Tool governance and auditing framework for LangChain
Project description
LangChain Tool Gate
A lightweight tool gate framework for LangChain applications - manage tool lifecycles with dynamic approval workflows and runtime guardrails.
Overview
LangChain Tool Governance provides a complete solution for managing AI agent tools in LangChain applications. It enables organizations to implement tool approval workflows and enforce runtime permission controls without requiring application restarts.
Core Principles:
- Risk-Based Governance: Permission levels determine approval requirements (auto-activate, single-approval, dual-approval + quiet period)

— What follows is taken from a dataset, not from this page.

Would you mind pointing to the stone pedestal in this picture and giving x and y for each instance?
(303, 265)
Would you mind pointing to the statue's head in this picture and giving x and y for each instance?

- Dynamic Runtime: Active tools are fetched with TTL caching - changes take effect immediately without restarting the Agent
- Status-Only Interception: Tool calls are blocked based solely on
status(active/inactive), not permission levels
Features
- Tool Registration: Automatically scan and register tools with comprehensive metadata
- Approval Workflow: Manage tool lifecycle (pending → active → rejected → deprecated)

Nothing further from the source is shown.